Exploring the CLI with --help

Every command and subcommand supports --help. It's the quickest way to see what's available, what flags a command takes, and what they do. You can pretty much learn the entire CLI from help alone.

jl --help                  # top-level commands
jl instance --help # all instance subcommands
jl run --help # run options, targets, lifecycle flags
jl instance create --help # every flag for creating an instance

Quick Start

There are two main ways to use the CLI, depending on how much control you need.
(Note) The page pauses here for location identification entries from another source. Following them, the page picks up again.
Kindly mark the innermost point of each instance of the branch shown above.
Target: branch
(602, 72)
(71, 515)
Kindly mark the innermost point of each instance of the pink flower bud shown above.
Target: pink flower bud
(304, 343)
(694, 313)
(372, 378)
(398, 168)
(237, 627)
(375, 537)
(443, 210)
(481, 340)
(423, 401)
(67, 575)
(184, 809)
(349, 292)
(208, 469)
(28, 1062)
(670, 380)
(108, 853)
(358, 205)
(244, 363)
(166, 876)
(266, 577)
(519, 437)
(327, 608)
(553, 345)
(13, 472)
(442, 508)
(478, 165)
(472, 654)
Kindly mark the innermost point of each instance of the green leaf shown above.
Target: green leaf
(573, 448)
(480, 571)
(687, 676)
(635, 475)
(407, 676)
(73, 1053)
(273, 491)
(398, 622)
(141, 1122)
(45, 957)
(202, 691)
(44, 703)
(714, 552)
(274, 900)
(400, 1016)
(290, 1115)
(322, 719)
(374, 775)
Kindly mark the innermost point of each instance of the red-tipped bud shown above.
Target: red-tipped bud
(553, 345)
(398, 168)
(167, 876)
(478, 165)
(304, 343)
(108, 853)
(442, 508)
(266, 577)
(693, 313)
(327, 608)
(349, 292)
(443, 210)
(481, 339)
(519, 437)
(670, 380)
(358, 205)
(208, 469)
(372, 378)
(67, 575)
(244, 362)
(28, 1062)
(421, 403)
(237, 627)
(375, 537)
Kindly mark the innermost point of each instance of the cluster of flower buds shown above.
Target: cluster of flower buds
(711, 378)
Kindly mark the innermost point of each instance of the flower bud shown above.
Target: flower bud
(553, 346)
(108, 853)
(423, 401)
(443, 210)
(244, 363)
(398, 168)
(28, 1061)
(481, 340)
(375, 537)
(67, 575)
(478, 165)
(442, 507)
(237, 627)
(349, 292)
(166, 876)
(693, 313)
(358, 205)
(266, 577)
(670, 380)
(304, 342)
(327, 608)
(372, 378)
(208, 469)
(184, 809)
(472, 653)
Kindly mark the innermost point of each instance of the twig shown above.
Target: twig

Path 1: Run a script directly on a fresh GPU

The fastest way to get started. This creates a GPU instance, uploads your code, installs dependencies, runs the script, and pauses the instance when done — all in one command.

# One-time setup
jl setup

# Check your balance and make sure you're good to go
jl status

# See which GPUs are currently available and their pricing
jl gpus

# Run a single training script on a fresh RTX5000
# Creates instance, uploads train.py, installs requirements, runs it, pauses when done
jl run train.py --gpu RTX5000 --requirements requirements.txt -- --epochs 50

# Or if you have a project directory, sync the whole thing
# This uploads your directory, creates a venv, installs deps, and runs the entrypoint
jl run . --script train.py --gpu A100 --requirements requirements.txt

# You can also run setup commands or a setup script before your main command
jl run . --script train.py --gpu A100 \
--requirements requirements.txt \
--setup "pip install flash-attn" \
--setup-file setup.sh

# The CLI streams logs by default. Once the run finishes, the instance is auto-paused.
# If you detached (Ctrl+C) or used --no-follow, you can check logs anytime:
jl run logs <run_id> --tail 50

# Check the final status of your run
jl run status <run_id>

Path 2: Manage instances yourself

If you want more control — SSH access, reusing machines across runs, attaching filesystems, or interactive debugging — create and manage instances directly.

# One-time setup
jl setup

# See available GPUs and pricing
jl gpus

# Create a GPU instance with 100 GB storage
jl instance create --gpu A100 --storage 100 --name "my-experiment"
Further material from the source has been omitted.